Salí corriendo, calle arriba, para encontrame con “los mellis” en su casa. Llamé con los nudillos a la puerta y me salió a abrir su madre después de un lejano
-¡Ya voy, ya voy!.

Me abrió. Era delgada, de unos cuarenta y muchos años, con una tez curtida y ajada por los años y un aspecto adusto. Vestía con un mandil de rayas verticales grises, unas más claras y otras más oscuras, bajo el que se escondía la faltriquera con los pocos cuartos que le proporcionaba el sueldo del trabajo de su marido y de sus hijos mayores.
•  ¡Hola!. ¿Están ya preparados? - le dije mientras pasaba al interior de la vivienda.

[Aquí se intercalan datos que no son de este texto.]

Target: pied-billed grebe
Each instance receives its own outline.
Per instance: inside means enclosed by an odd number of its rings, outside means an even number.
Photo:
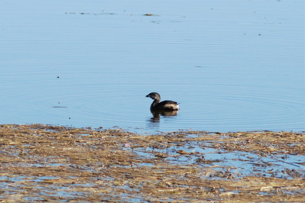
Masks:
[[[179,104],[172,101],[166,100],[159,103],[161,97],[156,92],[152,92],[146,95],[147,97],[153,99],[152,103],[150,105],[150,109],[153,110],[164,110],[173,111],[179,110]]]

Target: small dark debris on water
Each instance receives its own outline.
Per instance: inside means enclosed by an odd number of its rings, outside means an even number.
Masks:
[[[146,13],[143,15],[143,16],[160,16],[160,15],[157,15],[155,14],[152,14],[151,13]]]

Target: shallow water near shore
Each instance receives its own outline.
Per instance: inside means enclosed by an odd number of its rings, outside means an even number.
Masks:
[[[305,131],[304,2],[220,2],[0,3],[0,123]]]
[[[34,124],[0,134],[5,201],[303,201],[303,133]]]

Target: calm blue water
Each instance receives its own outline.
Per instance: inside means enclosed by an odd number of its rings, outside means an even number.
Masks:
[[[305,131],[304,5],[2,1],[0,123]],[[178,113],[154,117],[152,92]]]

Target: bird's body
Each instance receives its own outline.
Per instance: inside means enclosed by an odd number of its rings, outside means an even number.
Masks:
[[[160,102],[161,97],[160,95],[156,93],[152,92],[145,96],[150,97],[154,100],[150,105],[151,110],[171,111],[179,110],[179,104],[175,102],[166,100]]]

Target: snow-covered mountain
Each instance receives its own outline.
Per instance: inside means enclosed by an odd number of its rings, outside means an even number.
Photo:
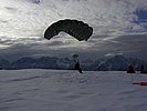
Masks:
[[[146,111],[145,74],[0,70],[0,111]]]
[[[74,68],[74,61],[69,58],[41,57],[41,58],[21,58],[12,63],[0,62],[3,69],[61,69],[70,70]],[[11,64],[11,65],[10,65]],[[133,64],[136,70],[140,70],[144,60],[115,56],[109,59],[90,59],[81,61],[83,70],[88,71],[126,71],[128,65]]]

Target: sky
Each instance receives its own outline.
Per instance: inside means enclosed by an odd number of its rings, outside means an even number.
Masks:
[[[93,27],[88,41],[65,32],[51,40],[53,22],[76,19]],[[0,0],[0,57],[70,57],[97,59],[124,54],[147,57],[146,0]]]

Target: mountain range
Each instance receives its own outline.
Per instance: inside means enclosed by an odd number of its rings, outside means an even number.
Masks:
[[[90,59],[81,61],[83,70],[87,71],[126,71],[128,65],[133,64],[136,70],[140,70],[145,60],[137,58],[126,58],[124,56],[115,56],[109,59],[98,59],[92,61]],[[73,70],[74,62],[70,58],[41,57],[41,58],[21,58],[10,62],[6,59],[0,59],[0,68],[8,70],[18,69],[60,69]]]

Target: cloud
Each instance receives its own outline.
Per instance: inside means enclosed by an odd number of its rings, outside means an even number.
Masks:
[[[136,13],[138,9],[147,10],[146,0],[41,0],[38,4],[32,0],[0,0],[0,54],[77,52],[97,58],[108,53],[141,52],[145,56],[147,27],[140,12]],[[44,30],[65,18],[88,23],[94,34],[87,42],[78,42],[63,32],[45,40]]]

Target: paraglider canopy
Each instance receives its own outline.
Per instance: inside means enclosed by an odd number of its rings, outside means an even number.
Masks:
[[[78,41],[88,40],[93,34],[93,28],[87,23],[77,20],[59,20],[52,23],[44,32],[44,38],[50,40],[52,37],[57,36],[61,31],[69,33]]]

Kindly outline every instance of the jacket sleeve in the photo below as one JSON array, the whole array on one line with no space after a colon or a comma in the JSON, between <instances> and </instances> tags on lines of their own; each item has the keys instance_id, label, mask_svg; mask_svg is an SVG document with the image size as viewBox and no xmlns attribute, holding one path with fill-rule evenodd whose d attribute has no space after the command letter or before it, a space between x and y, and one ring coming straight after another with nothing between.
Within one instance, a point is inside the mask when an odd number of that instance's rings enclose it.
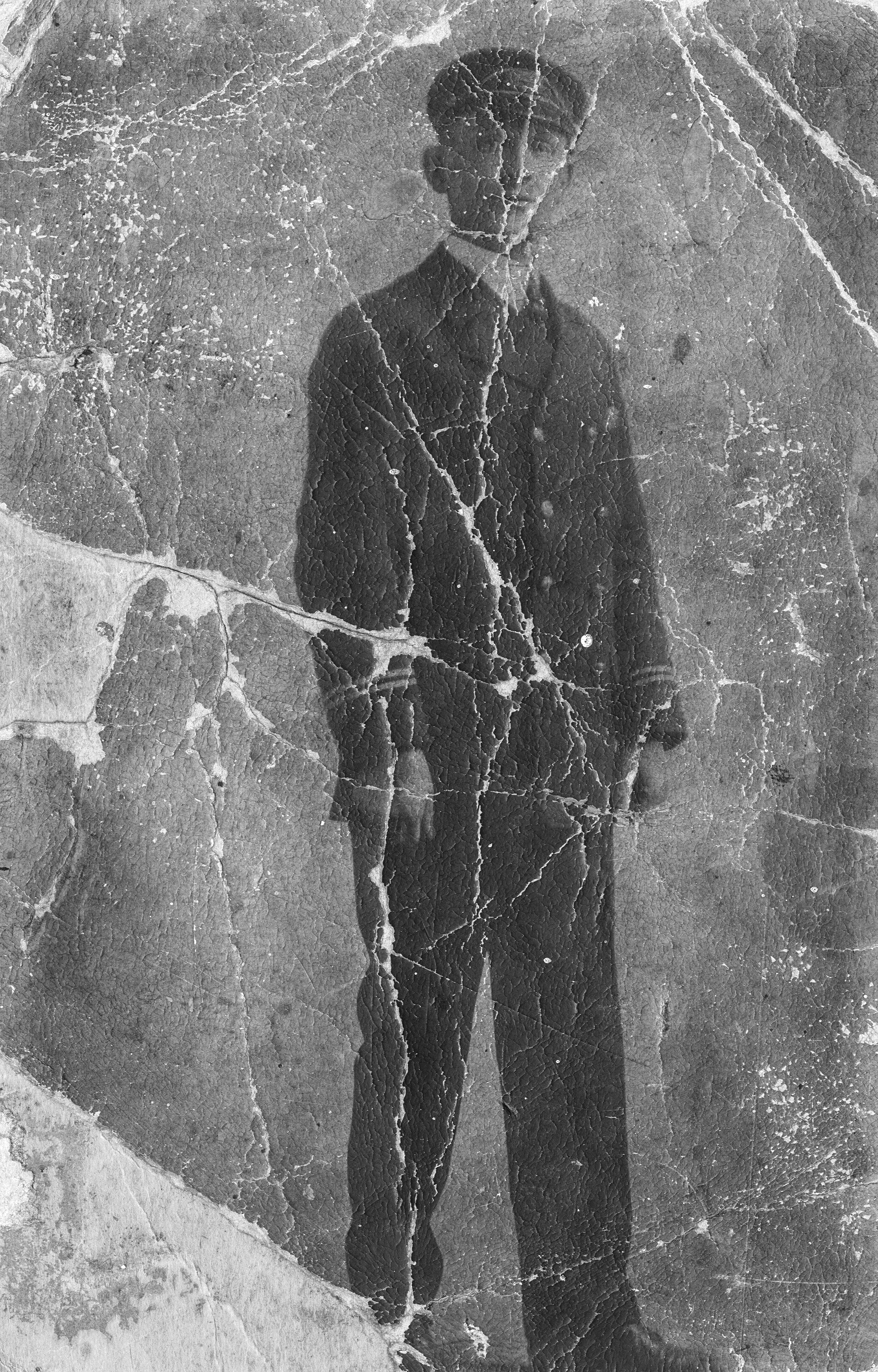
<instances>
[{"instance_id":1,"label":"jacket sleeve","mask_svg":"<svg viewBox=\"0 0 878 1372\"><path fill-rule=\"evenodd\" d=\"M379 339L357 306L332 321L307 386L309 461L298 514L295 575L302 605L351 630L402 627L412 539L398 476L412 443ZM377 668L372 642L342 628L311 641L339 749L333 816L359 786L387 786L396 749L420 746L412 659ZM379 707L380 698L385 709ZM390 730L388 730L390 722Z\"/></svg>"},{"instance_id":2,"label":"jacket sleeve","mask_svg":"<svg viewBox=\"0 0 878 1372\"><path fill-rule=\"evenodd\" d=\"M646 740L675 748L686 738L686 720L658 605L646 512L615 364L610 384L608 425L616 434L615 499L620 514L613 550L617 727L630 748Z\"/></svg>"}]
</instances>

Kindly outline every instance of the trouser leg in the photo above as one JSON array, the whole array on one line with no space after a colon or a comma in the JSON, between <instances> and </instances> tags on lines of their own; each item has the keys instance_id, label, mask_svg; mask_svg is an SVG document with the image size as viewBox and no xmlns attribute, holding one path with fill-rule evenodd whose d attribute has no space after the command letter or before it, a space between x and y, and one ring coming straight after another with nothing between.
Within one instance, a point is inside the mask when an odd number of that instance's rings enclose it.
<instances>
[{"instance_id":1,"label":"trouser leg","mask_svg":"<svg viewBox=\"0 0 878 1372\"><path fill-rule=\"evenodd\" d=\"M351 826L369 965L346 1251L351 1287L384 1320L402 1317L409 1291L431 1301L442 1279L429 1217L449 1173L484 959L472 916L475 801L439 796L434 825L416 845L391 820L383 853Z\"/></svg>"},{"instance_id":2,"label":"trouser leg","mask_svg":"<svg viewBox=\"0 0 878 1372\"><path fill-rule=\"evenodd\" d=\"M528 1347L584 1369L637 1317L612 829L494 800L490 956ZM514 855L514 860L510 860Z\"/></svg>"}]
</instances>

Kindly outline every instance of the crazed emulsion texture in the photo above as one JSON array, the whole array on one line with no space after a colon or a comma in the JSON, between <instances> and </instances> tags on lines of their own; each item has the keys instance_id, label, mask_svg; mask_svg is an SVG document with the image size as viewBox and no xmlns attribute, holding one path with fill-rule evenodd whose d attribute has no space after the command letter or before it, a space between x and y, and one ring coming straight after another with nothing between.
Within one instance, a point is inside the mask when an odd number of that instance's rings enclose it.
<instances>
[{"instance_id":1,"label":"crazed emulsion texture","mask_svg":"<svg viewBox=\"0 0 878 1372\"><path fill-rule=\"evenodd\" d=\"M0 30L0 1365L868 1372L874 10Z\"/></svg>"}]
</instances>

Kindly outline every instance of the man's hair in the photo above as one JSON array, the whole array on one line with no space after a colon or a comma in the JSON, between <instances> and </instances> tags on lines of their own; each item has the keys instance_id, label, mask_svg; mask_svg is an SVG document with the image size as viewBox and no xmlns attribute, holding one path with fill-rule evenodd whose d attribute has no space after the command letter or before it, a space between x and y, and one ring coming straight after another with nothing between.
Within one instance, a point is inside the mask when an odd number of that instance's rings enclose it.
<instances>
[{"instance_id":1,"label":"man's hair","mask_svg":"<svg viewBox=\"0 0 878 1372\"><path fill-rule=\"evenodd\" d=\"M539 122L572 141L587 108L589 97L576 77L525 48L466 52L443 67L427 96L427 114L439 139L460 119L487 119L503 129Z\"/></svg>"}]
</instances>

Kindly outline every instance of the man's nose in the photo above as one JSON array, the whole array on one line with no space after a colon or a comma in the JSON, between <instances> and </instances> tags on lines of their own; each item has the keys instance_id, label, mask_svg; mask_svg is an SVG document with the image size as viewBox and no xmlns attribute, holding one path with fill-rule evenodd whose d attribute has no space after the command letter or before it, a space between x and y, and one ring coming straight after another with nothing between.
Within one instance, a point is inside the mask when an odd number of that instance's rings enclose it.
<instances>
[{"instance_id":1,"label":"man's nose","mask_svg":"<svg viewBox=\"0 0 878 1372\"><path fill-rule=\"evenodd\" d=\"M524 139L506 139L499 169L503 191L517 191L524 172Z\"/></svg>"}]
</instances>

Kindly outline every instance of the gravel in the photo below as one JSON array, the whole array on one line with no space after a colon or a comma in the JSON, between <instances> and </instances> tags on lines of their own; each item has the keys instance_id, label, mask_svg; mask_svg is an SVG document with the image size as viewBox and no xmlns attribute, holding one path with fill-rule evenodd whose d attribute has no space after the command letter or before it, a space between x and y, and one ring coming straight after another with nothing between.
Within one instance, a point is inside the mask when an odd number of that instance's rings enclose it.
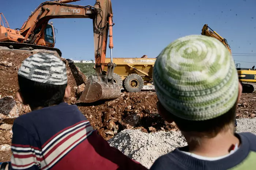
<instances>
[{"instance_id":1,"label":"gravel","mask_svg":"<svg viewBox=\"0 0 256 170\"><path fill-rule=\"evenodd\" d=\"M249 132L256 134L256 118L237 120L237 132ZM179 131L148 134L139 130L123 130L108 142L110 146L148 169L159 157L187 145Z\"/></svg>"}]
</instances>

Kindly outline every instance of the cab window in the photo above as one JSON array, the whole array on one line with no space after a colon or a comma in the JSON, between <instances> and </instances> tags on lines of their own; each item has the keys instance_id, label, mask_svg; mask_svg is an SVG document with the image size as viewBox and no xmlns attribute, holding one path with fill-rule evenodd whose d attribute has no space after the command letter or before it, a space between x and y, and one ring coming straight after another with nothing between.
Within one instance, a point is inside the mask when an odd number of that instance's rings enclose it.
<instances>
[{"instance_id":1,"label":"cab window","mask_svg":"<svg viewBox=\"0 0 256 170\"><path fill-rule=\"evenodd\" d=\"M47 24L45 29L45 40L48 43L54 43L53 32L51 25Z\"/></svg>"}]
</instances>

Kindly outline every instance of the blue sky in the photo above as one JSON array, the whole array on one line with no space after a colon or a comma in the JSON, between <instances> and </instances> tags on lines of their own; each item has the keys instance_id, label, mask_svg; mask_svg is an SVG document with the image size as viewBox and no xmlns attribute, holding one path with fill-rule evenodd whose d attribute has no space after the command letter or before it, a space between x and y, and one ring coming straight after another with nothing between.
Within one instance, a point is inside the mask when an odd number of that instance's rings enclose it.
<instances>
[{"instance_id":1,"label":"blue sky","mask_svg":"<svg viewBox=\"0 0 256 170\"><path fill-rule=\"evenodd\" d=\"M31 11L43 2L1 1L0 12L13 28L20 28ZM86 0L71 4L93 5L95 2ZM256 65L255 0L112 0L112 4L116 24L113 27L114 57L139 58L145 54L155 58L176 39L200 34L203 25L207 24L227 39L234 59L240 61L236 63L240 63L241 67ZM61 51L63 57L94 59L92 20L51 21L58 29L55 47Z\"/></svg>"}]
</instances>

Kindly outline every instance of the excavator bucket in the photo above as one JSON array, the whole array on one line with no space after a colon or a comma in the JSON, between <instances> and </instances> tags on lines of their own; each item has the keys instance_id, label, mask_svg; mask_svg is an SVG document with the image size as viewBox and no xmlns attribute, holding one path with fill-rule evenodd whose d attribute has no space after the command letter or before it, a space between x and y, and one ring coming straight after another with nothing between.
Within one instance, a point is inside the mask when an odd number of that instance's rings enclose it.
<instances>
[{"instance_id":1,"label":"excavator bucket","mask_svg":"<svg viewBox=\"0 0 256 170\"><path fill-rule=\"evenodd\" d=\"M113 71L113 68L109 74L107 73L106 75L90 75L76 103L92 103L100 100L114 99L120 97L121 88L114 82L112 76Z\"/></svg>"}]
</instances>

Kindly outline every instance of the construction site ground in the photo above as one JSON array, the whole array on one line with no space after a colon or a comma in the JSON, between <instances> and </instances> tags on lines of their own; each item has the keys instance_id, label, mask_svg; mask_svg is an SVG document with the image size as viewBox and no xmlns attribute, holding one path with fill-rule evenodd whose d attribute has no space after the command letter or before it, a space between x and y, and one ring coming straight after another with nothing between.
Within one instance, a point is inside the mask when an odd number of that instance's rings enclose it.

•  ¡Que va!. ¡ A éstos hay que tirarles de la pata para que se levanten. - respondió, llamándoles a renglón seguido y a voz en grito:
•  ¡Juanito, que ya está aquí Antonio!. ¡Vamos, arriba!.
Chillaba tanto que “la Nena” le tuvo que reprochar:
•  Pero, madre, ¡No chille que se va a despertar la abuela!.
•  ¡Anda, ésta!. ¡Si la abuela hace ya más de una hora que se levantó!.